As citizens, we should all be thankful Ivanka is coming to town. She’s the mostly sensible, contained Trump, a sea of calm as icily perfect as Elsa in “Frozen.” During the campaign, the favorite Trump became the antidote to her bumptious father’s intemperate remarks, even though she never directly rebuked him. Dad may have been caught in video laughing about groping women and calling them hideous names, but how bad could he be if she loved him? She told female voters how her father had “total respect for women,” how good he was to those who worked for him and how devoted she was to advancing women’s issues such as paid family leave. She gave a boffo speech at the convention in a sheath that would sell out on her website that night, after a performance her father rated a “10.” Against all odds, he won the white women’s vote.

While we saw a lot of Ivanka standing by her man, we didn’t get to know her.
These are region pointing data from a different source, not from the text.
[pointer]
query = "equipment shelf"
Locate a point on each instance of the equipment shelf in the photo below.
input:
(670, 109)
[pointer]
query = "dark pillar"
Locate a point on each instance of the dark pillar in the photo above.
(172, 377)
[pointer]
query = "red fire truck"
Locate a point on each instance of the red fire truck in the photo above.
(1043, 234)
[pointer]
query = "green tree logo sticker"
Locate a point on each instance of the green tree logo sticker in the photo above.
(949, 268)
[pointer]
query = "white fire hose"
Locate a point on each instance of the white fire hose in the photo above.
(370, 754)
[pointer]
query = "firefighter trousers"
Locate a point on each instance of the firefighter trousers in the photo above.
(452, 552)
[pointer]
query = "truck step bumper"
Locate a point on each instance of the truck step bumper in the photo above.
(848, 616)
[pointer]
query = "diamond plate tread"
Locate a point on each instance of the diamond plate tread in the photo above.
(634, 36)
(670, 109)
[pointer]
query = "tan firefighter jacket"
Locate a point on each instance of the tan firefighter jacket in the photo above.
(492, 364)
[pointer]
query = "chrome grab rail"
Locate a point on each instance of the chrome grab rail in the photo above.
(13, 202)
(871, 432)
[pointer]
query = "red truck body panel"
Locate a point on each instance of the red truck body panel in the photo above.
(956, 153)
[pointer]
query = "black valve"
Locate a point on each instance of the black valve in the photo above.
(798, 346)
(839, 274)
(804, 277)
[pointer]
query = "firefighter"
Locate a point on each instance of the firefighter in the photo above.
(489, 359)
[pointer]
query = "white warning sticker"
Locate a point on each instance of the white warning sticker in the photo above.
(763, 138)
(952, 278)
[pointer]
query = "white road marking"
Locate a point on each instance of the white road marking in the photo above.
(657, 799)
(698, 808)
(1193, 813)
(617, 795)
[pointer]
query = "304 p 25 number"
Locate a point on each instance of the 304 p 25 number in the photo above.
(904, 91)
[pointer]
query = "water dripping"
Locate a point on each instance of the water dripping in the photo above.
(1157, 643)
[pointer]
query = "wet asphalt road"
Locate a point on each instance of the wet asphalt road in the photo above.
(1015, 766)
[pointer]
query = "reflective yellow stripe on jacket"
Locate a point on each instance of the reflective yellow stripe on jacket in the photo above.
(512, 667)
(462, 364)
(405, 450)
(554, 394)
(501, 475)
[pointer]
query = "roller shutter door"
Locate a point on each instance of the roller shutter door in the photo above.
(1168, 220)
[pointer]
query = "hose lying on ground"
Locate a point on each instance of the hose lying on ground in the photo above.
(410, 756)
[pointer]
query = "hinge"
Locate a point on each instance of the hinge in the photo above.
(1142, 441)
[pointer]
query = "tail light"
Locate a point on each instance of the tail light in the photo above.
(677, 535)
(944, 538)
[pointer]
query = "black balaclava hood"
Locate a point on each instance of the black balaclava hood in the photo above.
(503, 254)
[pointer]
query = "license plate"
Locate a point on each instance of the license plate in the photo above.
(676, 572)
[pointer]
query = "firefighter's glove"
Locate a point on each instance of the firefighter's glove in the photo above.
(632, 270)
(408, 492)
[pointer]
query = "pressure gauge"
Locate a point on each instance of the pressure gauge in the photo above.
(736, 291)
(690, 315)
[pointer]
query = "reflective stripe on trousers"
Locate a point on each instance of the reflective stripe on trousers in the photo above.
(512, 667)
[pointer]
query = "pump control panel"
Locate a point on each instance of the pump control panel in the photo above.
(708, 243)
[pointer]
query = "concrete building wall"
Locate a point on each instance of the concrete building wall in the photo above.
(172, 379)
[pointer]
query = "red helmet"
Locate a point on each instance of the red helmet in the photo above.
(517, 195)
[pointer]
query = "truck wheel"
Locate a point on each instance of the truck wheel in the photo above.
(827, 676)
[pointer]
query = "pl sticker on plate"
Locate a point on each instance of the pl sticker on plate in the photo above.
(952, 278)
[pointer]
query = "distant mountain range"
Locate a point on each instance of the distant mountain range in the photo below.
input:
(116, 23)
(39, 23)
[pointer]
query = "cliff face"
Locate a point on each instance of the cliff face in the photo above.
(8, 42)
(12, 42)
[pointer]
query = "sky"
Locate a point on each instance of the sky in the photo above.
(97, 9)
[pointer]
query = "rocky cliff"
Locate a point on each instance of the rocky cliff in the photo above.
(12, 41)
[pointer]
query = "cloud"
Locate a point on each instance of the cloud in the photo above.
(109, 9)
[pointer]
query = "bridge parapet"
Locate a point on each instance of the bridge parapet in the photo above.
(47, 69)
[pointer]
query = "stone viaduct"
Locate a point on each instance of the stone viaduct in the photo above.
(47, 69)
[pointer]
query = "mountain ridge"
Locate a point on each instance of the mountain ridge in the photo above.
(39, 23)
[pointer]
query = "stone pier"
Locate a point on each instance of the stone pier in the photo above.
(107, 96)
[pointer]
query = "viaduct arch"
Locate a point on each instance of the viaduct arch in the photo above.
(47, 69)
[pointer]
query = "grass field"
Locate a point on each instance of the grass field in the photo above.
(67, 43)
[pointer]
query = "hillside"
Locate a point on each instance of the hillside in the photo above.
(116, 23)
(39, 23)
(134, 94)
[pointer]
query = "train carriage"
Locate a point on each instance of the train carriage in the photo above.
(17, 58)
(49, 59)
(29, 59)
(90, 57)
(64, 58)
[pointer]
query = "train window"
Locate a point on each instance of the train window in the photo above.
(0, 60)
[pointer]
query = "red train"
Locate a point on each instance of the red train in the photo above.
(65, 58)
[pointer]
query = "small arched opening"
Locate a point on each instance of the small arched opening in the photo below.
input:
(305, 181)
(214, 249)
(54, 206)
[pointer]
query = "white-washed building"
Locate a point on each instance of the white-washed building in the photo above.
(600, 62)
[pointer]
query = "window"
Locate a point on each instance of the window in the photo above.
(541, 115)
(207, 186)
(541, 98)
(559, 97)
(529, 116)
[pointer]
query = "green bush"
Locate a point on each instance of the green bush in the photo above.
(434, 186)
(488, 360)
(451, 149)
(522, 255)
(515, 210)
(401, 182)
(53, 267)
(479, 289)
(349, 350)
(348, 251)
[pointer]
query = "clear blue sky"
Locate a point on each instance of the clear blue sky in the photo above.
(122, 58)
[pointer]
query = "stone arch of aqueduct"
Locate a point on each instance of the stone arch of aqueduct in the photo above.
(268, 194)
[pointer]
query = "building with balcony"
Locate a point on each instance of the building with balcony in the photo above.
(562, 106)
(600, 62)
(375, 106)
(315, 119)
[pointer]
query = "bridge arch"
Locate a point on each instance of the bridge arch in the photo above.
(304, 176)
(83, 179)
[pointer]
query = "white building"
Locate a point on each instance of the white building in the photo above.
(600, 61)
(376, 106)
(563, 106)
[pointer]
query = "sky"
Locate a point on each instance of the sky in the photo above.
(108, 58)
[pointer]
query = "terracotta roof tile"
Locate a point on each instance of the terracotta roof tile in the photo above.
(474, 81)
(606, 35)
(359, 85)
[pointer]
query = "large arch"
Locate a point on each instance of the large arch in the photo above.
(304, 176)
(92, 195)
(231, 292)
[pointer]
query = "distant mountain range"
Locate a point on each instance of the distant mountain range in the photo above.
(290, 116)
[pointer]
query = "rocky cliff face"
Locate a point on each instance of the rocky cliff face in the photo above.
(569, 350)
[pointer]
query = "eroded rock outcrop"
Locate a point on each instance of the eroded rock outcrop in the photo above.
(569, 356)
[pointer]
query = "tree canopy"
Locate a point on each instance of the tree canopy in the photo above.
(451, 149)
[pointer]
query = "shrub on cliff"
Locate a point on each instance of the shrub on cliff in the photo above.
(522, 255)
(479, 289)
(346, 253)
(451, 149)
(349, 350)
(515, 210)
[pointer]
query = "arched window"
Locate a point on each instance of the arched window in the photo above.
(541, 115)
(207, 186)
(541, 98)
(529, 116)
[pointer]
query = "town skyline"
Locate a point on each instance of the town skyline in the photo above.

One place to look for clues is her 2009 book “The Trump Card: Playing to Win in Work and Life.” It’s not meant to be revealing — it’s a self-help book — but it does give a glimpse of the torment of being the Daughter Of. Before she hands out advice — don’t be late, wear cologne, reek of street food or dress casually — she tries to convince her reader that she’s just like the rest of us.

“We’ve all been dealt a winning hand and it is up to each of us to play it right and smart.” Hmmm.

She has no choice but to concede that she had “the great good fortune to be born into a life of wealth and privilege,” but she’s determined to convince us that starting at the top was not “any kind of birthright or foregone conclusion” and comes with a lot of disadvantages.

It’s just a page later that she describes starting at the top and attending her first meeting at Trump Entertainment Resorts at 25, the youngest director of a publicly traded company. She’s nervous, of course, but that’s because her leg up is an enormous burden she had to overcome. Think of Brad Pitt complaining about his good looks. Later, sensing the futility of this argument, she orders the reader who might resent her good fortune to just “Get over it.”

Whatever her title — Trump’s lawyers claim anti-nepotism rules do not apply to West Wing positions — it’s not because she’s a crack real estate and fashion maven that she will be a heartbeat or two away from the presidency. Although the book was written when the birther movement and the White House were just a twinkle in her father’s eye, she recounts her early training for her upcoming role of acting First Lady. When it came time to greet party guests at Trump Tower, Ivanka’s mother (Trump’s first wife Ivana) would make herself scarce. Ivanka “learned to be a good and gracious host” by rushing happily to answer the door in my mother’s absence. … so that I’d barely notice when my mother finally made her appearance.”

If her stepmother, Melania, ever moves to the White House, she will undoubtedly notice. In the meantime, Ivanka may make a good substitute as first lady and make Kalorama great (again).